The Forty-Year-Old Version Is A Love Letter To Radha Blank's Family Of Artists

“I don't know that I would be the same person without that. The film is celebrating them.”

by Ivana Rihter
Radha Blank
Netflix

Radha Blank — whose directorial debut, The Forty-Year-Old Version, is out on Netflix now — has a lot in common with her film's protagonist. Blank and the fictionalized Radha are both playwrights and native New Yorkers. Each come from an artist mother and a jazz musician father. And both Radhas have dabbled in rap, creating music under the moniker RadhamMUSPrime. The Forty-Year-Old Version , which Blank starred in, wrote, directed, and produced, is her story through and through — and the process of making the film helped Blank find light in her darkest moments.

When we first meet the fictional Radha, she's trying to get her new play, Harlem Ave, produced by a theater bigwig. But the white, male producer would much rather see Radha pen a Harriet Tubman musical than explore the culture of her neighborhood on the stage. Radha is tired of struggling and she's also tired of all the rejection. “In my very early 20s I was writing plays and I really thought that by the time I reached 30, I would have had a breakthrough," tells Bustle of weaving in her own personal frustrations into the film. "Then by the time I was 30 I was writing ensemble plays, doing a little TV writing. And by the time I [turned] 40? [the breakthrough] didn't happen."

In The Forty-Year-Old Version, Radha also reckons with turning 40 and still not having "made it." Which coalesces in a mid-life crisis of sorts — one that inspires Radha to take up rapping while also giving into her white producer's more commercialized vision for Harlem Ave. Without giving too much away, Radha discovers that she's prolific at rapping, but that she should've stuck to her guns about revising Harlem Ave.

But the pressure to conform to a gatekeeper's vision for your work is something Blank identifies with. "[They were] looking for [stories] about a certain kind of Black life, one that assuages the guilt and the fears of white patrons,” says Blank of the feedback her plays were often met with. So she decided to shake up her approach. "I realized I was relying on people outside of me too much, on the gatekeepers flagging me, so I had to turn to the DIY model."

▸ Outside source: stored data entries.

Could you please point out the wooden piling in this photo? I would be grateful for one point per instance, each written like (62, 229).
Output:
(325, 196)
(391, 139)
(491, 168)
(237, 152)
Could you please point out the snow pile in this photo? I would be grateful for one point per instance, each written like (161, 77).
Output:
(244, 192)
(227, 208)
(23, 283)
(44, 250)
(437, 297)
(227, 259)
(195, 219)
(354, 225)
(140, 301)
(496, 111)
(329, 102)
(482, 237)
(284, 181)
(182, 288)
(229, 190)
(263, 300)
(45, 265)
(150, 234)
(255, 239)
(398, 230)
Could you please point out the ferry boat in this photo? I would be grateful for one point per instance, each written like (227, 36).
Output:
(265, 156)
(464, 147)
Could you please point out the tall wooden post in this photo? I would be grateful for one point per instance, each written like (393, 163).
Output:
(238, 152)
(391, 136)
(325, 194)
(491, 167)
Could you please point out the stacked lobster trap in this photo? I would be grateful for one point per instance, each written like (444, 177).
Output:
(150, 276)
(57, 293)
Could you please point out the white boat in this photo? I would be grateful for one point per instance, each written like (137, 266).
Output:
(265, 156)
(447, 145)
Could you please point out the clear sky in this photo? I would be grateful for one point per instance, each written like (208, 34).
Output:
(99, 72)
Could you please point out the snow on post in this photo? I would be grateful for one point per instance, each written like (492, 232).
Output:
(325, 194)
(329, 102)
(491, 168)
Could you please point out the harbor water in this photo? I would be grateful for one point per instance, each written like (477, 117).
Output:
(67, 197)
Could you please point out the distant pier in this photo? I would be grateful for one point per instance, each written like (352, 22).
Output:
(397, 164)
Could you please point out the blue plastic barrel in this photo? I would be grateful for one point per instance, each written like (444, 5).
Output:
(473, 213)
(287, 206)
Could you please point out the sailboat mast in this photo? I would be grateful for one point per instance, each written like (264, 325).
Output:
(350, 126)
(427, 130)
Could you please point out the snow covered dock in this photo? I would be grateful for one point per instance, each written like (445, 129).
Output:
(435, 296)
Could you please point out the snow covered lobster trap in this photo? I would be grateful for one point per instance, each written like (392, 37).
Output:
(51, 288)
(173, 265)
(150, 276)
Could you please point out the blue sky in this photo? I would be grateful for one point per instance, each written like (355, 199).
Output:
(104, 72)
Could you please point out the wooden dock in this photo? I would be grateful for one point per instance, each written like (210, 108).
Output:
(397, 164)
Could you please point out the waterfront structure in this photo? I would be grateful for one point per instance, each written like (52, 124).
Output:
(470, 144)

Which led Blank to create The Forty-Year-Old Version. In its first iteration the project was a web series, but when Blank’s mother passed away she rewrote it as a feature film. The movie weaves together Blank's grief, her struggle to make it as an artist on her own terms, and the societal pressures that come with aging. Yet above all else, The Forty-Year-Old Version is a love letter to Blank's family. “[The film] made me have an appreciation for my parents and everything that they went through [as struggling artists],” says Blank. “I don't know that I would be the same person without that. The film is celebrating them.”